Die Nervosität an der Börse nimmt spürbar zu. „Die Euro-Krise ist zurück“, hieß am Mittwoch mal wieder. Als ob sie jemals weggewesen wäre. Sie wird verdrängt, ob bewusst oder unbewusst, aber weg ist sie nicht. Sie begleitet uns; wahrscheinlich noch Jahre lang.
Das Auf und Ab an der Börse, Aktien, Fonds, ETFs, Anleihen - das beschäftigt mich seit Jahren. Nicht nur als Finanzredakteurin, auch privat. Für Handelsblatt Online schreibe ich regelmäßig über Trends an den Märkten und darüber, wie Anleger diese umsetzen können. Mein Depot ist das spekulative.
Spekulativ bedeutet für mich nicht, wild zu zocken, sondern Chancen zu nutzen. Natürlich muss ich dafür entsprechend höhere Risiken eingehen. Um diese Risiken halbwegs unter Kontrolle zu behalten, setze ich in meinem Musterdepot auf breite Streuung. Konkret heißt das beispielsweise, dass ich zwar auf Anleihen mit schwächerer Bonität, also Junk Bonds, oder Unternehmensanleihen aus den Schwellenländern setze, aber dazu einen entsprechenden ETF wähle. Einzeltitel, Zertifikate und vielleicht auch Hybridanleihen mische ich bei.
Jeder Kommentator startet mit einem fiktiven Anfangskapital von 100.000 Euro. Zu Beginn werden maximal drei Wertpapiere gekauft. Danach steht es den Kommentatoren frei, in welchen Abständen sie gemäß ihrer Anlegerperspektive konservativ, chancenorientiert oder spekulativ in Wertpapiere investieren. Es werden Gebühren für Kauf und Verkauf von 0,5 Prozent angenommen und vom Barbestand abgezogen. Zinsen und Dividenden werden dem Barbestand zugebucht. Die Depotzusammensetzung muss sich nicht täglich ändern.
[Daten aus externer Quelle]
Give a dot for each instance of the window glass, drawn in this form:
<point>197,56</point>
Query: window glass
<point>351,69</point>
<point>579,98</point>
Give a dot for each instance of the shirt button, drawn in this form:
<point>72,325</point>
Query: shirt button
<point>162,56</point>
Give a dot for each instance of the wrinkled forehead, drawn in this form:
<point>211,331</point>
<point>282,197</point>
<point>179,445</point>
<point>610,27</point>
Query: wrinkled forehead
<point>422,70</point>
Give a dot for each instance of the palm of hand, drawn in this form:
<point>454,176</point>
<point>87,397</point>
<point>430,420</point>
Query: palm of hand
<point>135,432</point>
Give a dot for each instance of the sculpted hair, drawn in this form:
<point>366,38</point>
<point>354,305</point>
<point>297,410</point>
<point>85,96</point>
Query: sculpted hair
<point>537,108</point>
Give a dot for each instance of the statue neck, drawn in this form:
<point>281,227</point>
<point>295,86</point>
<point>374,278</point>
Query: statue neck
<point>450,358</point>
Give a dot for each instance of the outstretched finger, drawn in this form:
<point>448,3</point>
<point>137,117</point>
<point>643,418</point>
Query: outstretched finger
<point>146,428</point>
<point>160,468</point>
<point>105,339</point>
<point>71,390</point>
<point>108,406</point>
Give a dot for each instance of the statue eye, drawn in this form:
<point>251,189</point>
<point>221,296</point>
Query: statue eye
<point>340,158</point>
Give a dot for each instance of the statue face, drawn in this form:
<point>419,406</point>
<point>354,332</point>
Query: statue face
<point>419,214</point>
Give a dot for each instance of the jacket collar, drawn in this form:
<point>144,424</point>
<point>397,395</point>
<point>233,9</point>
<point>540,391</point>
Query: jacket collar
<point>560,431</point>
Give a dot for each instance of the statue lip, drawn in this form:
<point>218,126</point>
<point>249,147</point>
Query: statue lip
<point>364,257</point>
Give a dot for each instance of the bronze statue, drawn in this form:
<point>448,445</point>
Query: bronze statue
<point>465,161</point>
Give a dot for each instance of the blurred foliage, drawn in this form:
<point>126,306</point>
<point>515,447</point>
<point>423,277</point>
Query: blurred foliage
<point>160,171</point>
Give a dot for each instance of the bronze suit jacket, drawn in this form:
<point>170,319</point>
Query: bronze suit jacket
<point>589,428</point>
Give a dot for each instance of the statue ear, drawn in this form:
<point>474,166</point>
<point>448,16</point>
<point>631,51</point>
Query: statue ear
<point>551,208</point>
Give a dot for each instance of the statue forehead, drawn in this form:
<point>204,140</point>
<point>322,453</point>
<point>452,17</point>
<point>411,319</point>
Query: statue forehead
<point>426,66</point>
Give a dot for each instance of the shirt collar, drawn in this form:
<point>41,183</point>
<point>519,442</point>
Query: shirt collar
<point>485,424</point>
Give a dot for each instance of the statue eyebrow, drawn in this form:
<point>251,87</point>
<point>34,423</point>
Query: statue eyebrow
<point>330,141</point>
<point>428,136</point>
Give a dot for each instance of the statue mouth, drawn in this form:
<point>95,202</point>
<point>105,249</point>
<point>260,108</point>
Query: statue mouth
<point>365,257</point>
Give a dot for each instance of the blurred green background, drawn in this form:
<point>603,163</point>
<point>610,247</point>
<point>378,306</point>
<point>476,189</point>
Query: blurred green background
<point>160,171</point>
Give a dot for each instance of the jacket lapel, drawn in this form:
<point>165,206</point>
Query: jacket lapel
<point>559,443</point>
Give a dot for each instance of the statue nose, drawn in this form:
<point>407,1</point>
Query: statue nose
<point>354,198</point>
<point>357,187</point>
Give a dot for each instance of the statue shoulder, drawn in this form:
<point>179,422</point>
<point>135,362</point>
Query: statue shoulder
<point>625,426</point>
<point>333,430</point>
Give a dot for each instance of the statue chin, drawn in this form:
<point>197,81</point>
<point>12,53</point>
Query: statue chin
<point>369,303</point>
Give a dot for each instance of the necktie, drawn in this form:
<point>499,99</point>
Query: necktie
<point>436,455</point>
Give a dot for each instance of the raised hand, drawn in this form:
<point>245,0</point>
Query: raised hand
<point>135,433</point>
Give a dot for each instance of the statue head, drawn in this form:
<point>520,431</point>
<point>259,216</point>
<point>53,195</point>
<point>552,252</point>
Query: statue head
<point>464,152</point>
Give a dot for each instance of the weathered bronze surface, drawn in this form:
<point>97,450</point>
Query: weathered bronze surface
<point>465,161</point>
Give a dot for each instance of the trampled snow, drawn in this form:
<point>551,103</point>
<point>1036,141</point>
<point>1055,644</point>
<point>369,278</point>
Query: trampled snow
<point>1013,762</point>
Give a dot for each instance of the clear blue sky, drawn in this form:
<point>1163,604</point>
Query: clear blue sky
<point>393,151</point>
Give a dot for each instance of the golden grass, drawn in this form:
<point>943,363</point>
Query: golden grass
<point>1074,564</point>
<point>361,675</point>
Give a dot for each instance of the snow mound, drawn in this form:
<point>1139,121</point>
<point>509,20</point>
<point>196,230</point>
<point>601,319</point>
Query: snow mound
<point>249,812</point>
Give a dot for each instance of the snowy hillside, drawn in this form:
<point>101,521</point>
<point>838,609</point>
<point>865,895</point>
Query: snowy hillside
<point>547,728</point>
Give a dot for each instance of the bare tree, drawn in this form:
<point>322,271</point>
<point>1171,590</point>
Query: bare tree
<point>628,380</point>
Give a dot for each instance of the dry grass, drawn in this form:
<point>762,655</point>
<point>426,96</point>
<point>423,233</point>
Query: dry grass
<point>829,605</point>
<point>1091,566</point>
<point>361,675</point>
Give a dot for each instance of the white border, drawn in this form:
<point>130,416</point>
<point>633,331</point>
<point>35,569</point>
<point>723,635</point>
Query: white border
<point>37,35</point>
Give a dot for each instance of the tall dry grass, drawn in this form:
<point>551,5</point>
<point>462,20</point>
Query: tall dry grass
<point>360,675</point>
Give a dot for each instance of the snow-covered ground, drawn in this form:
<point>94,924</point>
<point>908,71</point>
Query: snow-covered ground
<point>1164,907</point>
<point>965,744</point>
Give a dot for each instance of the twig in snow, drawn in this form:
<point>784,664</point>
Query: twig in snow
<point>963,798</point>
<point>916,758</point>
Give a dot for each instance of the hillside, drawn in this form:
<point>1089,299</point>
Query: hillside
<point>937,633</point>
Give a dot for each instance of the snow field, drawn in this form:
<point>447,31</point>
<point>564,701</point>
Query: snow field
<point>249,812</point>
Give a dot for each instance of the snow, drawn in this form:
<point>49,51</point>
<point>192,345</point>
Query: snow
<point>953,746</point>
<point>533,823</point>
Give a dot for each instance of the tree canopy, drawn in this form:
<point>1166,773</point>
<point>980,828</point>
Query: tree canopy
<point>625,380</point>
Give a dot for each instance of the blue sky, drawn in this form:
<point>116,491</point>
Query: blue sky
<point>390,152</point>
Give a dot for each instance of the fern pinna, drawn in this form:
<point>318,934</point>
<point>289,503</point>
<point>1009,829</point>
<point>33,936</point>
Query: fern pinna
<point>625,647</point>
Ein Redakteur kann an einigen Tagen eine Kommentarpause einlegen - das Portfolio kann sich dennoch ändern.
Aktuell sorgten sich die Börsianer mal wieder um die politische Stabilität in den südeuropäischen Schuldenstaaten. Die andauernden Korruptionsvorwürfen gegen den spanischen Ministerpräsidenten Mariano Rajoy und das Wiedererstarken der Berlusconi-Partei in Italien – Ende Februar wird in Italien gewählt – lässt die Zweifel der Anleger wachsen.
Das Ergebnis: Der Dax schmierte ab – schon zum zweiten Mal in dieser Woche. Dieses Mal hat es aber mein Depot zum Glück nicht erwischt. Unterm Strich hat es sich so gut wie nicht bewegt. An schwachen Börsentagen wohl eine gute Nachricht.
Auch bei Einzelwerten fiel nur die Commerzbank auf. Für die Aktionäre von Deutschlands zweitgrößter Bank war gestern kein guter Tag, wieder einmal. Mein Plus schnurrt damit weiter zusammen, aber ich hoffe auf bessere Tage.
Die Beiträge stellen keine Anlageberatung dar, insbesondere geben sie keine Empfehlung zum Kauf der genannten Wertpapiere. Sie sollen einen Anreiz zum Nachdenken und zur Diskussion über Marktentwicklungen und Anlagestrategien geben.

Wenn Sie bei 14000 im Dow nicht verkaufen -wann dann? Wenn er wieder auf 6800 einbricht,wie in 09?

"In der letzten Zeit hatte die Börse sich schneller bewegt als die reale Wirtschaft. Sie ist vorausgelaufen - ein klassisches Muster - und kommt daher vielleicht auch eher an ihre Grenzen."
Haha! Das ist dermaßen untertrieben, das es nur noch lächerlich klingt! Man sollte nicht vergessen, das der Kapitalmarkt bzw. das weltweite Kapitalvolumen min. das 40-fache der Realwirtschaft entspricht! Seit Super-Draghi wohl eher dem 50-fachen! Wer das nicht als problematisch ansieht hat keine Ahnung was Geld ist bzw. wie die Wirtschaft funktioniert! Es kann nur irgendwann wieder in einer Weltwirtschaftskrise enden! Das ist so sicher wie das Amen in der Kirche! Aber immer schön nach dem Motto: Immer lustig und vergnügt, bis der Arsch im Sarge liegt!